Northeastern Section - 48th Annual Meeting (18–20 March 2013)

Paper No. 8
Presentation Time: 9:55 AM

COSMOGENIC 10BE AGE LIMITS ON THE LAST TWO PLEISTOCENE GLACIATIONS IN THE NORTHEASTERN GREAT BASIN, NEVADA AND UTAH, U.S.A


LAABS, Benjamin J.C., Department of Geological Sciences, State University of New York at Geneseo, 234 ISC, 1 College Circle, Geneseo, NY 14454 and MUNROE, Jeffrey S., Geology Department, Middlebury College, Middlebury, VT 05753, laabs@geneseo.edu

During Pleistocene glaciations, the Great Basin of the western United States hosted numerous large paleolakes and small mountain glaciers in several ranges. Despite excellent preservation of surficial deposits representing both lakes and glaciers, records of paleolakes, chiefly Lakes Bonneville and Lahontan, are more precisely documented and better dated compared to those of mountain glaciers. As a result, inferences of climate changes in this region during Pleistocene glaciations have been based almost exclusively on paleolake records. We have developed a chronology of glacial deposits in several mountain ranges of the northeastern Great Basin based on cosmogenic 10Be exposure dating of moraines, thereby establishing an important framework for using glacial records as proxies of climate change.
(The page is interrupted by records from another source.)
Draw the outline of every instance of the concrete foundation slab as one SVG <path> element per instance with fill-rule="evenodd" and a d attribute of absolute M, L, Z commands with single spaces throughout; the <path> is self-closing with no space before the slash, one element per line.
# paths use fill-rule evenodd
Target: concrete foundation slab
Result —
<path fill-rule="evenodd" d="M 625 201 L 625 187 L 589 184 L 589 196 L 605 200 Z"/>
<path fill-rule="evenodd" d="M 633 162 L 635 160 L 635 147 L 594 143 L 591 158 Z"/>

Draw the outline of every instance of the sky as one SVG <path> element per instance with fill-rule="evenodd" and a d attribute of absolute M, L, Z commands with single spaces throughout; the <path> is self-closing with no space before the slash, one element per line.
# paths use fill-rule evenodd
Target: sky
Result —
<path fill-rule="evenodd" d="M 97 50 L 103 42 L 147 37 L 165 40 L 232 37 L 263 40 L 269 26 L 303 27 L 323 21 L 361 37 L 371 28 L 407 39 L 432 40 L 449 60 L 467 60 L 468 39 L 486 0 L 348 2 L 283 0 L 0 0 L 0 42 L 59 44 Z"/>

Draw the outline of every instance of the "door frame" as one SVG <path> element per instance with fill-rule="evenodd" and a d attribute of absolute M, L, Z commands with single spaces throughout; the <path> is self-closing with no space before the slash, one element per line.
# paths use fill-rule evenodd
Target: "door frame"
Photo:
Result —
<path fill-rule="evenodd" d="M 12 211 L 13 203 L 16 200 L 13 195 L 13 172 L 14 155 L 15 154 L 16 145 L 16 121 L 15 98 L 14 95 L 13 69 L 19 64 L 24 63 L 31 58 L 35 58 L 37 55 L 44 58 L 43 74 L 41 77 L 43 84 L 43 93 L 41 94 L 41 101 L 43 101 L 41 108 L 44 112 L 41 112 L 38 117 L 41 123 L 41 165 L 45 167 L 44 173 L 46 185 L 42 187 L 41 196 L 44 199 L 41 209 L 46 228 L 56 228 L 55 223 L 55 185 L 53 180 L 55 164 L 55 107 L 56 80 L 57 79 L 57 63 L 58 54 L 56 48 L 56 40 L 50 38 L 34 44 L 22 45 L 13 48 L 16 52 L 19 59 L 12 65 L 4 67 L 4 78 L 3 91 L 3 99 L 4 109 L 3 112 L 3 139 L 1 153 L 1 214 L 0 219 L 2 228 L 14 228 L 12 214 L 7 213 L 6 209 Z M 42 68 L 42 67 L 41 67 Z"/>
In the Great Basin, the last two Pleistocene glaciations are known as the Lamoille (penultimate) and Angel Lake (last) Glaciations, referring to type localities in the Ruby and East Humboldt Mountains, respectively. The type-Lamoille moraine is a broad area of hummocky topography at the mouth of the Lamoille Canyon, which was occupied by one of the largest Pleistocene mountain glaciers in the northeastern Great Basin. Cosmogenic 10Be exposure ages indicate that this moraine was deposited during marine oxygen-isotope stage six, similar to moraines representing the penultimate glaciation elsewhere in the western U.S. Interestingly, the type-Lamoille moraine was deposited by a glacier that was seven km longer (about 13% larger) than the glacier that formed in the same canyon during the Angel Lake Glaciation, suggesting that the penultimate glaciation featured a colder and/or wetter climate compared to the last glaciation. The Angel Lake Glaciation culminated during marine oxygen-isotope stage two, near the time of the Last Glacial Maximum. Although some mountain glaciers occupied terminal moraines prior to the highstands of paleolakes in the Great Basin, the chronology reported here suggests that glaciers upwind and downwind of Lake Bonneville were at or near their maximum extent during lake highstands. This observation supports previous suggestions that, near the end of the last glaciation, glaciers in this region responded to the same climate changes that drove paleolakes to their maximum extent.